Les enquêtes d’opinion depuis les années 1980 portant sur le vote FN, puis RN, montrent que lorsqu’un électeur a voté RN une fois, il ne revient en arrière que très rarement lors des scrutins qui suivent. Les électeurs du parti d'extrême droite sont en effet les moins volatiles et les plus certains de leurs choix. Pour les législatives 2024 par exemple, le taux de certitude de voter pour le candidat RN était entre 88 et 92 % en fonction des instituts de sondage, celui pour le candidat d’union de la gauche était entre 80 et 84 %, loin devant la certitude de voter pour un candidat centriste, qui se situait aux alentours de 70 %. Encore plus loin derrière, on trouvait un indice entre 50 et 55 % de certitude de voter pour un candidat de droite.

Ces chiffres pour le RN sont constants, élection après élection, depuis trente ans. L’électeur du Rassemblement national n’hésite jamais dans son choix, qu’il cristallise très tôt.

Les députés RN ont surperformé

L’autre élément important dans le vote RN est l’effet d’amorçage.
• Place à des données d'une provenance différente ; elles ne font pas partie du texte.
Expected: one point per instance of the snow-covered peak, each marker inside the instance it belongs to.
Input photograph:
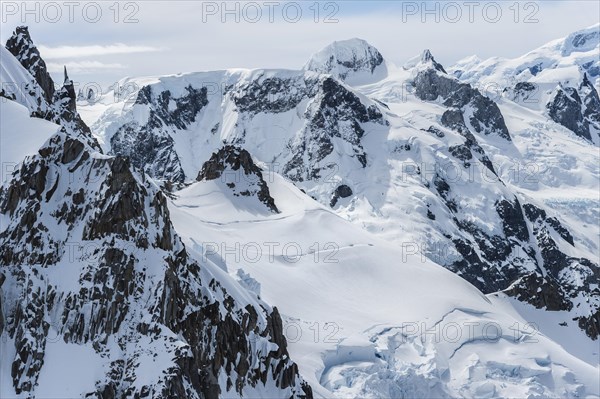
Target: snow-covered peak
(354, 61)
(584, 40)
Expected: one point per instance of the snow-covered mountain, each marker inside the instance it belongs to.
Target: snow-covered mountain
(350, 229)
(418, 157)
(561, 79)
(99, 296)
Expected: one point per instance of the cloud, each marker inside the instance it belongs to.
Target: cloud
(51, 53)
(83, 66)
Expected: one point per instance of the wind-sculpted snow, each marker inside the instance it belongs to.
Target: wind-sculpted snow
(557, 77)
(99, 296)
(118, 280)
(364, 318)
(420, 158)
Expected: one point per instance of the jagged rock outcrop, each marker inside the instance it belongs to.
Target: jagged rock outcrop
(89, 258)
(133, 282)
(432, 83)
(334, 115)
(42, 97)
(576, 109)
(234, 168)
(341, 191)
(149, 144)
(352, 59)
(22, 47)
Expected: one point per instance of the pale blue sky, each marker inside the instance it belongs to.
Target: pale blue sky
(171, 37)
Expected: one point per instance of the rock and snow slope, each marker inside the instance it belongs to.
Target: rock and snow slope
(417, 156)
(222, 192)
(365, 319)
(98, 294)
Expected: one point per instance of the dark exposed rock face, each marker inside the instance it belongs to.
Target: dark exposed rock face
(128, 290)
(271, 94)
(135, 285)
(235, 168)
(346, 58)
(486, 118)
(565, 108)
(342, 191)
(150, 145)
(567, 282)
(58, 106)
(21, 46)
(427, 58)
(335, 114)
(577, 109)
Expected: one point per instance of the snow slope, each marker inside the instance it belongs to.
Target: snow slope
(356, 309)
(418, 157)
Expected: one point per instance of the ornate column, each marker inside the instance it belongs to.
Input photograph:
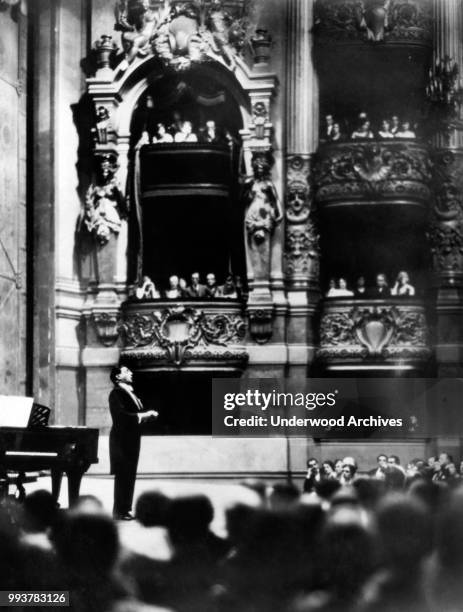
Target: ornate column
(301, 240)
(446, 232)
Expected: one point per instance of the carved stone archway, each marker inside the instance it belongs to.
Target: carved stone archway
(115, 91)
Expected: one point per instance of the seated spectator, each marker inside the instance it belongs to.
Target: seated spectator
(395, 125)
(385, 131)
(363, 132)
(332, 288)
(405, 131)
(343, 291)
(174, 292)
(186, 133)
(328, 129)
(312, 475)
(195, 289)
(212, 289)
(162, 135)
(379, 472)
(228, 289)
(144, 139)
(146, 290)
(283, 495)
(405, 538)
(381, 289)
(402, 286)
(360, 287)
(327, 471)
(336, 134)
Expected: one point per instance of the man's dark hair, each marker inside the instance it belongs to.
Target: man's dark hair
(115, 372)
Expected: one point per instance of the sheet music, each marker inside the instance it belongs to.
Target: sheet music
(15, 410)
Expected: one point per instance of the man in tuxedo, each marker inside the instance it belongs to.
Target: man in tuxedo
(127, 414)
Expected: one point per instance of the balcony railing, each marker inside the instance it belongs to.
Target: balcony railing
(374, 334)
(193, 335)
(369, 172)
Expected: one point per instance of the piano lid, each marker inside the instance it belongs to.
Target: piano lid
(15, 410)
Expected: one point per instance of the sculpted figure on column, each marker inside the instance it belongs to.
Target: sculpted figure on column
(263, 213)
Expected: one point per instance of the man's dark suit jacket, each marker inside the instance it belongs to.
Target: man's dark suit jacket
(124, 437)
(376, 293)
C’est-à-dire qu’une fois qu’un candidat RN est élu, il bénéficie toujours d’une bienveillance particulière de la part de son électorat. Le RN perd très rarement des élus une fois qu’il a gagné une élection. On peut le comprendre au niveau local où le maire peut activer de nombreux leviers pour se créer une clientèle électorale et bénéficier d’une prime au sortant, mais c’est également le cas pour les députés, nous l’avons constaté lors des législatives.

Les députés RN, dont la plupart n’ont pas particulièrement été brillants sur le plan national puisqu’ils étaient dans l’opposition ces deux dernières années, ont ainsi tous surperformé dans leurs circonscriptions par rapport à l’augmentation, déjà importante, des candidats du parti au plan national. Plus d’une trentaine ont été élus au premier tour sans réelle difficulté.
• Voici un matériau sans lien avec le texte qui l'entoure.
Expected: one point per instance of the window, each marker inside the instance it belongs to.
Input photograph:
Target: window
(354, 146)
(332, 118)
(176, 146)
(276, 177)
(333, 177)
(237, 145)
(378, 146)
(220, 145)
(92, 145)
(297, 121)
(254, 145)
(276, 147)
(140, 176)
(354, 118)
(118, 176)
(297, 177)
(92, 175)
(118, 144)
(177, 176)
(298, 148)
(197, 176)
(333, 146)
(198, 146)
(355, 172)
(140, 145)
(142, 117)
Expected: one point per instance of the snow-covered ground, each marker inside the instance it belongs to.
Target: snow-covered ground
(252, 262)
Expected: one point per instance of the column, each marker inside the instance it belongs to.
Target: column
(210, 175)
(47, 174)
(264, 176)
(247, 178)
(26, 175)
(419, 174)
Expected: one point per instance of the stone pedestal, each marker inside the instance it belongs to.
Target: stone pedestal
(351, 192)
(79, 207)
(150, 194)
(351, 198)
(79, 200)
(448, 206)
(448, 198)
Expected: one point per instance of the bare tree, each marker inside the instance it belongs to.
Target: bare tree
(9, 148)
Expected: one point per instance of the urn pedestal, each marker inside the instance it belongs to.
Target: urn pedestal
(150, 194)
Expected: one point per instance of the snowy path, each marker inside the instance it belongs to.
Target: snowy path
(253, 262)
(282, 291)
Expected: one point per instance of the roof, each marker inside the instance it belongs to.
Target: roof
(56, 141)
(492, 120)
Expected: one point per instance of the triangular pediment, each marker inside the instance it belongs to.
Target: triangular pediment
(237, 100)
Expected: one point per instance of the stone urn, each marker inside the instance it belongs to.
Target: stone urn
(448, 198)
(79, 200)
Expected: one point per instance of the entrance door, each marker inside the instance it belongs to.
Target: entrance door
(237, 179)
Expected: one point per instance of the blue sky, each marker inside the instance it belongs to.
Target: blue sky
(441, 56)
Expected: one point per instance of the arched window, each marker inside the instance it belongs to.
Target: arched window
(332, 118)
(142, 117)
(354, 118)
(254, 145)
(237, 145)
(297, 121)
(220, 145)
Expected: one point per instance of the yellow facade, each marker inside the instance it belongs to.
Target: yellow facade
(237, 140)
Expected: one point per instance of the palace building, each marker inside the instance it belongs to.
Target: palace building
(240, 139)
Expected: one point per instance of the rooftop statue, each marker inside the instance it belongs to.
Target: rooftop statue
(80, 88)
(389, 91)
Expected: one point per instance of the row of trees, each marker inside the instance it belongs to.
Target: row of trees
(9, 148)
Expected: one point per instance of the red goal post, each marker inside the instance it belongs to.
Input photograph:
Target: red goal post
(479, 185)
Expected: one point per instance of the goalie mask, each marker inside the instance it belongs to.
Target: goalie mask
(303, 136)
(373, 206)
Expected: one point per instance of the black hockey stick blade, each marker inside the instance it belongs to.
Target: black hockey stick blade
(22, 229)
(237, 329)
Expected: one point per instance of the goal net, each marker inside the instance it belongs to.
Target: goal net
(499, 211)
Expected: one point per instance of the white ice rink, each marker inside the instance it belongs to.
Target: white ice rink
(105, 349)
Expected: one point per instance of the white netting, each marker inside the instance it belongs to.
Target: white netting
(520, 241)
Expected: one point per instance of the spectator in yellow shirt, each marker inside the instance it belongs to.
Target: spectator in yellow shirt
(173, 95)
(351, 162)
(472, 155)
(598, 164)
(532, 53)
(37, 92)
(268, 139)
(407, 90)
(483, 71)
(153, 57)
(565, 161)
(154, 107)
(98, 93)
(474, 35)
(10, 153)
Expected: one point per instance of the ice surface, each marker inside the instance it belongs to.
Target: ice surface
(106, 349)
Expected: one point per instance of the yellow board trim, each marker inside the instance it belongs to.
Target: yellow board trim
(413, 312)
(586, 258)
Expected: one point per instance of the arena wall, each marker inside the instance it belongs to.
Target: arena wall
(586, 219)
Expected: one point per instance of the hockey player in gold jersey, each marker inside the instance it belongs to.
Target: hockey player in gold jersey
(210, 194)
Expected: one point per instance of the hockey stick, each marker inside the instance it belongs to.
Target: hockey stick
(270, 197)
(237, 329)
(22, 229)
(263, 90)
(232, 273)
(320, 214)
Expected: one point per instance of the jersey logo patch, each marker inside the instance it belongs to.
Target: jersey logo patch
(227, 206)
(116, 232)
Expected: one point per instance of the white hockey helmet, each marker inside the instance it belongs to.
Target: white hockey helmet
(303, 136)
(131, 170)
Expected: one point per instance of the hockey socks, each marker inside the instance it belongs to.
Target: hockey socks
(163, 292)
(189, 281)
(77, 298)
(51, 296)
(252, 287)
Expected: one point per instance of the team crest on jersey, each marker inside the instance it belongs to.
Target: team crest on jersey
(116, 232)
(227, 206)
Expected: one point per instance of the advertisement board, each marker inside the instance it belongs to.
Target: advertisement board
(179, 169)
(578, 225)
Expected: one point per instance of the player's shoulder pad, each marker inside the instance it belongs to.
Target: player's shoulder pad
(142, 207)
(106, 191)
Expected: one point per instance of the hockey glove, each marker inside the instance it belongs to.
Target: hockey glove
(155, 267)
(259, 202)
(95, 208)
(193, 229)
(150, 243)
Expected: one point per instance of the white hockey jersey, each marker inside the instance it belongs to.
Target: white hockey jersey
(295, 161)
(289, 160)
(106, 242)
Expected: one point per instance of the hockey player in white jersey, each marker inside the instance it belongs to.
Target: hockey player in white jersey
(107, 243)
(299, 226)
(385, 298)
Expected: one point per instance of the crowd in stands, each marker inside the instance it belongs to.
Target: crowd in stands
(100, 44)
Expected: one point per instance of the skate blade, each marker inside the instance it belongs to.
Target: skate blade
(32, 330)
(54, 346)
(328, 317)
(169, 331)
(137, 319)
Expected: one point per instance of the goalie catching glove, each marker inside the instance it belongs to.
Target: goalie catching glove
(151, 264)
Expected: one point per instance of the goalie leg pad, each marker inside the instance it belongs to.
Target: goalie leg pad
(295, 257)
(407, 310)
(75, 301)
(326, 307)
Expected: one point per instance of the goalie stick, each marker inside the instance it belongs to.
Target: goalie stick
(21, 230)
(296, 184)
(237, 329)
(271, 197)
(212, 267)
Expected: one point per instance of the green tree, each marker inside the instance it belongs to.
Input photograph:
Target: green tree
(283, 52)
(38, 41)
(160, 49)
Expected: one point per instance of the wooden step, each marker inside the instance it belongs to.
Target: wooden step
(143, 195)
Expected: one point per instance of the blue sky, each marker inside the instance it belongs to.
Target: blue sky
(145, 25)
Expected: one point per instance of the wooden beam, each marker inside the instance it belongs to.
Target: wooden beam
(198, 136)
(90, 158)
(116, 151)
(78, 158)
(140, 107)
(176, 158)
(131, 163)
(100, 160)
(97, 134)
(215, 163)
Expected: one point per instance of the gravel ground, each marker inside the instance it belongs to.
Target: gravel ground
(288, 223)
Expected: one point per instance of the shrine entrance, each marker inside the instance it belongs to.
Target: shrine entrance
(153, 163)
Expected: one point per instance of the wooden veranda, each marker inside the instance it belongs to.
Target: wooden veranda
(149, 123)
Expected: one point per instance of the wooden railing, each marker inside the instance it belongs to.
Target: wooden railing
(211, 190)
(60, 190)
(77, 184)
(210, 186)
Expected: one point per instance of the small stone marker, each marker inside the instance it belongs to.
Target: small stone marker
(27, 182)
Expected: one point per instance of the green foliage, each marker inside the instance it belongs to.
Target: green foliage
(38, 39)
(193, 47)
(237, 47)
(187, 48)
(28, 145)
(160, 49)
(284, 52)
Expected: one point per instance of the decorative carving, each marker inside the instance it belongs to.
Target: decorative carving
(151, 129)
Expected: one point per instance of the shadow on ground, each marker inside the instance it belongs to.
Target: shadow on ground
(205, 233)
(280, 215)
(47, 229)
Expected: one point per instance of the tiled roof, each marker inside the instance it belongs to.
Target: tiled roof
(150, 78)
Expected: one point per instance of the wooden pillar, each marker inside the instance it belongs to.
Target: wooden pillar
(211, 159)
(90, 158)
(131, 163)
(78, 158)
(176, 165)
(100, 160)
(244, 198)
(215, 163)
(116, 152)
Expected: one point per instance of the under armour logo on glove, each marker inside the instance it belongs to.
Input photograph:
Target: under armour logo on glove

Cet effet s’explique en mobilisant un certain nombre de biais cognitifs et notamment le fait que l’habitant se retrouvant avec un député RN ne constate aucun changement, positif ou négatif, dans sa circonscription puisque le député n’a pas de pouvoir de gestion locale. Les électeurs qui avaient hésité en 2022 concluent donc que les malheurs promis par les opposants du RN en cas d’élection d’un député de ce parti n’ont pas eu lieu. En brisant le tabou, on s’aperçoit que rien ne s’est passé et le vote RN apparait désormais sans risque particulier, ce qui convainc les hésitants.

C’est ainsi que l’on se retrouve avec des augmentations particulièrement importantes des scores des députés RN sortants (Philippe Ballard, réélu député de l’Oise, semblait par exemple authentiquement surpris de son score de 53,20 % alors qu’il n’avait réalisé que 34,92 % en 2022). Parallèlement, des candidats RN non élus en 2022 progressent souvent nettement moins. Il y a une "prime au sortant" RN alors que le sortant en question n’est là que depuis deux ans et a siégé dans l’opposition sans avoir d’ancrage local particulier.
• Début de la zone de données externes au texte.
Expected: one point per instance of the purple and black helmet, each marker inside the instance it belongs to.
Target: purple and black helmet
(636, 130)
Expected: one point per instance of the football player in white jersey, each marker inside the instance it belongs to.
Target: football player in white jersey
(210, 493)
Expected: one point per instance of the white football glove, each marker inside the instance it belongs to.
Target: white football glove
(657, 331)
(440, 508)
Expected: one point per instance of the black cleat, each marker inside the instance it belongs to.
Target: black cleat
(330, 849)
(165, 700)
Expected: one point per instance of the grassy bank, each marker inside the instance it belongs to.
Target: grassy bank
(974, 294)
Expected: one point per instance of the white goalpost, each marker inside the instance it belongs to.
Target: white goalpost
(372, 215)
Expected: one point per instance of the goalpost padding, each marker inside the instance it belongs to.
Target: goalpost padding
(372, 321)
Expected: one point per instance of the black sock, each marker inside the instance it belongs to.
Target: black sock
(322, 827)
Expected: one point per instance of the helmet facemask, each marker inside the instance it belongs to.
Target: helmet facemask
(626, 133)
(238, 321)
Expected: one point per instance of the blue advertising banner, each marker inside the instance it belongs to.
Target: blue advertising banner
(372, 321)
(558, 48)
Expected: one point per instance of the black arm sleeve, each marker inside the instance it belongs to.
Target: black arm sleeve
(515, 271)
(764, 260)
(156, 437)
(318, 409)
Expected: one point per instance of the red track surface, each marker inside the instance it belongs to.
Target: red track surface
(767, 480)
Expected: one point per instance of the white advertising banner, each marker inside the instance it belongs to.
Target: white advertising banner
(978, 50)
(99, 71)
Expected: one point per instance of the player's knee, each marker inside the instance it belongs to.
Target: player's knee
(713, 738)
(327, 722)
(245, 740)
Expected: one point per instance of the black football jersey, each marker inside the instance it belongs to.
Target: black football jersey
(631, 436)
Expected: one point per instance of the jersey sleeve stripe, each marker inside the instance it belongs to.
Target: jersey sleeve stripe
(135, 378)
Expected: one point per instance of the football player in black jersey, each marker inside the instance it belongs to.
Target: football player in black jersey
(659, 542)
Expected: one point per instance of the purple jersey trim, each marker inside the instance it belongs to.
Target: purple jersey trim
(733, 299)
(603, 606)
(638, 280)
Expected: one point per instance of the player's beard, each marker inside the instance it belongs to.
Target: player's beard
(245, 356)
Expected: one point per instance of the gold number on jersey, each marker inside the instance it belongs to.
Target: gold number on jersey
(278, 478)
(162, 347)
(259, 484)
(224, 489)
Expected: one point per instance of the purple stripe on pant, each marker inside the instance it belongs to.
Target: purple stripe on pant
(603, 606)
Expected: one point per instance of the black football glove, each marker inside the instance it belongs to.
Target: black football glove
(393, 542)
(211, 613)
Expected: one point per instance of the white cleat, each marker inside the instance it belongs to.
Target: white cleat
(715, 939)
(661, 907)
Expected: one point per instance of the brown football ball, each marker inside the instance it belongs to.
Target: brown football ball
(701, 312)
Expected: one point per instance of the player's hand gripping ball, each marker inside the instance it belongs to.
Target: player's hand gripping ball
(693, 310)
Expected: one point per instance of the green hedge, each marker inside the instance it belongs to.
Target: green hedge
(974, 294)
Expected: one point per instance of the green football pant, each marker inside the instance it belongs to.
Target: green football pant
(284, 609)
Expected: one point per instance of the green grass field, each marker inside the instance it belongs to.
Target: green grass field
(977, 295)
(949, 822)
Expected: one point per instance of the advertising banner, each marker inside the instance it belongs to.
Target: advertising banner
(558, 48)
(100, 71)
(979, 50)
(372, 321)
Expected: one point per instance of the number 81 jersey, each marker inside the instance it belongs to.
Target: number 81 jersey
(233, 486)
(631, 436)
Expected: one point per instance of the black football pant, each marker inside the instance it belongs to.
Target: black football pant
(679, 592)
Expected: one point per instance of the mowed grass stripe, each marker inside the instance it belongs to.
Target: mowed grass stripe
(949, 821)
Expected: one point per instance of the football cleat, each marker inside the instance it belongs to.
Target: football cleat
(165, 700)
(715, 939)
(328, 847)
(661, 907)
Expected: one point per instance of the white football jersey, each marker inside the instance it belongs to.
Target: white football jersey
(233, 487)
Cordon sanitaire à l'envers

On se retrouve donc avec un cordon sanitaire à l’envers qui obéit à un mécanisme de psychologie sociale verrouillant les territoires ayant des élus RN sans que ces derniers n’aient grand-chose à faire. Les analystes du parti nationaliste n’ignorent sans doute pas cette réalité et pourront, durant les trois années qui viennent avant la prochaine élection nationale, concentrer leurs forces sur les quelques circonscriptions où leurs candidats ont perdu de justesse sans avoir besoin de se concentrer outre mesure à défendre celles qui auront été gagnées.

C’est pour cela que la stratégie du cordon sanitaire, longtemps déployée par le reste de la classe politique, risque de se retourner contre ceux qui l’ont créé : s’il est difficile pour quelqu’un n’ayant jamais voté RN de le faire, il semble encore plus difficile pour quelqu’un ayant déjà voté RN de se tourner vers une autre offre politique.

*Arnaud Lacheret est professeur à Skema Business School. Il a notamment publié Les intégrés et La femme est l’avenir du Golfe aux éditions Bord de l’eau.